David Reinhard: ‘Nuts!’ to ‘Get Rummy’ critics
It wasn’t a Gen. Anthony McAuliffe moment, but President Bush’s response to calls for Defense Secretary Donald Rumsfeld’s resignation will do. It was a prompt and in-your-face “no.”
McAuliffe, of course, was the U.S. general at Bastogne in the Battle of the Bulge. Three years into World War II, surrounded by the enemy, he was awakened by a German invitation to surrender. The 101st Airborne Division commander had a crisp response sent to the enemy: “Nuts!”
Bush might have tried that. Indeed, if he didn’t have to worry about being presidential, the unprintable word McAuliffe first used would be the proper reply to recent “Rummy must go” cries from the handful of retired generals and the army of armchair generals in the Democratic Party and media.
Sorry, but let’s not pretend the “Dump Rumsfeld” calls merit anything more than what the German surrender demands required at Bastogne. This “Get Rummy” campaign isn’t worth treating with sober arguments on each side. It’s about power and politics, pure and simple – maybe not on the part of every retired general, but certainly on the part of Bush-phobic political and media types who made this their story of the week. It’s just another front in our war over the war. It’s just the 2004 presidential campaign by other means. Bush is right to treat it accordingly.
After all, we’re talking about six or so retired generals in a universe of thousands of retired and active-duty generals and admirals. It’s also worth noting that for every anti-Rumsfeld retiree, a pro-Rumsfeld retiree or active-duty general steps forward. It would be different if this assault were met with silence on the part of the men who’ve worked with him. The Anthony Zinnis, John Batistes and Paul Eatons don’t speak for the top brass – it only seems that way in an echo chamber that magnifies critics’ claims and ignores their motives. (Did they oppose the war? Did they oppose Rumsfeld’s transformation of their service? Were they demoted and forced to retire for violating Pentagon rules?)
Whatever the merits of their arguments, the retirees gunning for Rumsfeld have hardly conducted themselves in a way to enhance their credibility or honor. Leave aside the matter of whether these retired generals should be calling for a defense secretary’s head in the middle of a war. What are we to make of officers who felt they just couldn’t speak up?
Nuts! That’s not the way retired Gens. Tommy Franks or former Joint Chiefs Chairman Richard Myers remember it. Or Marine Gen.

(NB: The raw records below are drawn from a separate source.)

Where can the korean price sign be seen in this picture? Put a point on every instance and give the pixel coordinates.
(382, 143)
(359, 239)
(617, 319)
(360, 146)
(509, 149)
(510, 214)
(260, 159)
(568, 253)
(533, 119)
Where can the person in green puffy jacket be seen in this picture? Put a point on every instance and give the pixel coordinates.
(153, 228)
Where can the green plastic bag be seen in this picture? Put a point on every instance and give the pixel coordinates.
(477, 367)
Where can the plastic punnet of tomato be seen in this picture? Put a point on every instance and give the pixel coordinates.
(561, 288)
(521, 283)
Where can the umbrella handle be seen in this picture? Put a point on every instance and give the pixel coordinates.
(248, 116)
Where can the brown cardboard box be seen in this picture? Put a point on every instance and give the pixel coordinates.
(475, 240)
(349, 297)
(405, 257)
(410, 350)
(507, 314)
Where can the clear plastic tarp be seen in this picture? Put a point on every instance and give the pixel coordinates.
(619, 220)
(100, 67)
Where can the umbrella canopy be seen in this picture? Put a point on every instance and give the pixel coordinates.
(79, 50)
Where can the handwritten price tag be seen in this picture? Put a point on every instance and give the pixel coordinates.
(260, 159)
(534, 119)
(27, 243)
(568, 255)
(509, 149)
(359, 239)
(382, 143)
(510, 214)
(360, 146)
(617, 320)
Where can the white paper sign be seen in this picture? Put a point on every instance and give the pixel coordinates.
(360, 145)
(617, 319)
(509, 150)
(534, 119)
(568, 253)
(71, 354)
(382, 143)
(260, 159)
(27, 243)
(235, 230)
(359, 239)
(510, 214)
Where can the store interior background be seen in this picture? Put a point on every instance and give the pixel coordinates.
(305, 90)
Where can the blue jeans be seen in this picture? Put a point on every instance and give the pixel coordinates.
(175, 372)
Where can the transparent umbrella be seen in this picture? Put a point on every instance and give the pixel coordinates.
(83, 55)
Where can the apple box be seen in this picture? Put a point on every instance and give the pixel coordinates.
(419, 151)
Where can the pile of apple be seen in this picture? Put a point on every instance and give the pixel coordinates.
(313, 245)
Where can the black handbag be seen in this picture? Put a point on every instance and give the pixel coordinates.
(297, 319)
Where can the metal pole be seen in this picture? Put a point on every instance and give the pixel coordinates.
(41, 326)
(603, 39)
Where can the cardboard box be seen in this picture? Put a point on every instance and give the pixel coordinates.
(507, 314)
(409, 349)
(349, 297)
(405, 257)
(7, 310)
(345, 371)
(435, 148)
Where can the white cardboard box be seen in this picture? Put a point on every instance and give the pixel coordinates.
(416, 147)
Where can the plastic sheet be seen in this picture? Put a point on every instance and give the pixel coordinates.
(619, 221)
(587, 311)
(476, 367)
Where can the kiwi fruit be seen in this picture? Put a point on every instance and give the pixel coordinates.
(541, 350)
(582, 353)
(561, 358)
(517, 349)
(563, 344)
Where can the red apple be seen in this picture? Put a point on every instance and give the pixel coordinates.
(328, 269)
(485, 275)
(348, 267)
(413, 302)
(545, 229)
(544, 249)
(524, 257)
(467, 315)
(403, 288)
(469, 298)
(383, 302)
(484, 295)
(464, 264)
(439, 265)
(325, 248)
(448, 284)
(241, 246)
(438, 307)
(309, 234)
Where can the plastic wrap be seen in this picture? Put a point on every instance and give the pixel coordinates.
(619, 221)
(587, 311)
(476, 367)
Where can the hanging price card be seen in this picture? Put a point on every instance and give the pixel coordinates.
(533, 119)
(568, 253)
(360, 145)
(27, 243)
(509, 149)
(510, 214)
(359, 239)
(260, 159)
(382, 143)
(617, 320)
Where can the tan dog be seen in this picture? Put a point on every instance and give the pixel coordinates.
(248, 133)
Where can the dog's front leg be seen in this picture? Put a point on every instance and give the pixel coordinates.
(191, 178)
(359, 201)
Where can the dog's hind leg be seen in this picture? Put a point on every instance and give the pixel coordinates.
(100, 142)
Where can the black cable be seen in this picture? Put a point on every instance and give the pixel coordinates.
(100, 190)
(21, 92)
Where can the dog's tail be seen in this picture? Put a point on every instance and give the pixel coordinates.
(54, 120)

Peter Pace, the current Joint Chiefs chairman who helped plan the Iraq war.
“We had then and have now every opportunity to speak our minds, and if we do not, shame on us,” Pace said last week. “The articles that are out there about folks not speaking up are just flat wrong.”
Franks’ book “American Soldier” begins on March 3, 2003. He’s in Saudi Arabia right before the Iraq war. Bush is at the White House. Over a video link, the president starts by asking each commander if he has “everything you need to win” and is “pleased with the strategy.” He stopped asking after two generals and an admiral all answered in the affirmative. The rest of the book makes plain that Franks and the brass weren’t clicking their heels for the civilian leadership.
What if some generals weren’t tough enough or sharp enough to stand up to Rumsfeld? Well, maybe they shouldn’t have been generals in the first place. Or maybe they should have resigned in protest if he failed to heed their advice. Myers offered another suggestion last Sunday: “If we don’t (give the secretary our best military advice), we should be shot.”
A war council is no place for careerists.
Army Maj. Gen. John Batiste is making the media rounds now, calling for Rumsfeld’s resignation. This is puzzling to Rumsfeld’s associates, according to the Washington Times. The former commander of the 1st Infantry Division never offered any complaints when he met privately with Rumsfeld in Iraq in December 2004.
“This is a man,” Batiste told his soldiers, “with the courage and the conviction to win the war on terrorism.”
Many politicians seem to have forgotten what they said about the war and weapons of mass destruction in years past, but we’ve come to expect this. Do we now have a mini-outbreak of the same convenient amnesia among some retired generals?